Driving: How do you cope with those rivals who have 10 years WRC experience on you?
EE: It was a bit daunting at the beginning of the year because I’d been looking up to these people, and now I am competing with them. Of course you must earn their respect, but as the year’s gone on, I think that’s happening. At the end of the day, it doesn’t matter who they are or what they’ve done, you’ve got to finish first. That’s the goal. It won’t happen overnight but that’s where we’re heading. You’ve got to face the challenges and get on with it.
Driving: What qualities does a driver require to succeed in WRC?
EE: You must dedicate your life to the sport; you can’t just turn up and go. You need a lot of energy, but you also need to invest a lot of time, for example in studying video footage of each rally stage. You can be sure your rivals are. Fail to do the work and keep fit, and you’re on the back foot.
Driving: People are saying you could be the saviour of the WRC, at least in the UK. What do you say to that?
EE: I can see where it comes from because it helps to follow someone in any sporting event. I followed my dad, for example. Kris [Meeke] is doing well, too, which all helps to draw attention to the sport.
Fiesta RS WRC vs Ford Fiesta ST
The Fiesta ST road car is the closest most of us will get to experiencing a Fiesta RS WRC. On paper the two are remarkably similar: a 1.6-litre EcoBoost engine, though one that, in the Fiesta RS WRC, has been heavily modified, and similar kerb weights (although the RS would be much lighter were it not for its body stiffening, bash plates, rollcage and additional transmission.) They even look the same, sort of, but there the resemblance most definitely ends.

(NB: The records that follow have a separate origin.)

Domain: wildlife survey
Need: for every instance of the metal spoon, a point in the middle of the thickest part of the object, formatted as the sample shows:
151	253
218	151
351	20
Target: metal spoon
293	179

Oh, and one Fiesta RS would buy 27 Fiesta STs.
Ford Fiesta RS WRC
Engine: 1600cc EcoBoost, four cylinders, turbocharged, petrol
Power: 300bhp @ 6000rpm
Torque: 332lb ft @ 4000rpm
Transmission: Permanent four-wheel drive, sequential six-speed gearbox
Performance: 0-62mph in 3.5sec
Ford Fiesta 1.6 ST EcoBoost 182
Engine: 1600cc EcoBoost, four cylinders, turbocharged, petrol
Power: 180bhp @ 5700rpm
Torque: 214lb ft @ 1600rpm
Transmission: Front-wheel drive, manual six-speed gearbox
Performance: 0-62mph 6.9sec
Bluffer’s guide to WRC
Unlike Formula One, the World Rally Championship runs almost throughout the year, with, typically, one rally every month. There are 13 of them across the world, each featuring between 15 and 25 timed sections called stages. Drivers battle one at a time to complete the stages as quickly as possible. As little as one tenth of a second can separate stage leaders. A co-driver reads out detailed pace notes that tell the driver what is coming up ahead.
This season began with the Monte Carlo rally in January and ends with the Wales Rally GB (November 13-16). With three rallies still to go, VW has already won the constructor’s title and it looks like it’ll run away with the driver’s, too. But that’s no reason to switch off. Most teams agree that new promoter Red Bull has raised its game with much improved coverage, while manufacturers are increasing their investment in cars and teams. This season’s remaining rallies and the coming season should make essential viewing and spectating, especially with homegrown heroes Elfyn Evans and Kris Meeke in the running.
Be there: Wales Rally GB, November 13-16
The Wales Rally GB kicks off with a ceremonial start (free entry) on the evening of Thursday, November 13 at Eirias Park Stadium in Colwyn Bay. On Friday, the action moves to mid-Wales. Saturday’s schedule includes a family-friendly RallyFest stage at Chirk Castle, Wrexham where newcomers to the sport can see the cars competing in less challenging conditions on a more compact route.
There’s another RallyFest stage at Kinmel Park near Abergele, on Sunday. The same day features more rallying concluding with the Power Stage for which extra points are awarded. Access to some of the stages and to the main service park at Deeside, is free, but tickets for paid entry areas can be purchased from Wales Rally GB.
See it on TV: The Wales Rally GB will be screened live on BT Sport 1 & 2, and ESPN. Meanwhile, ITV4 will show post-event highlights.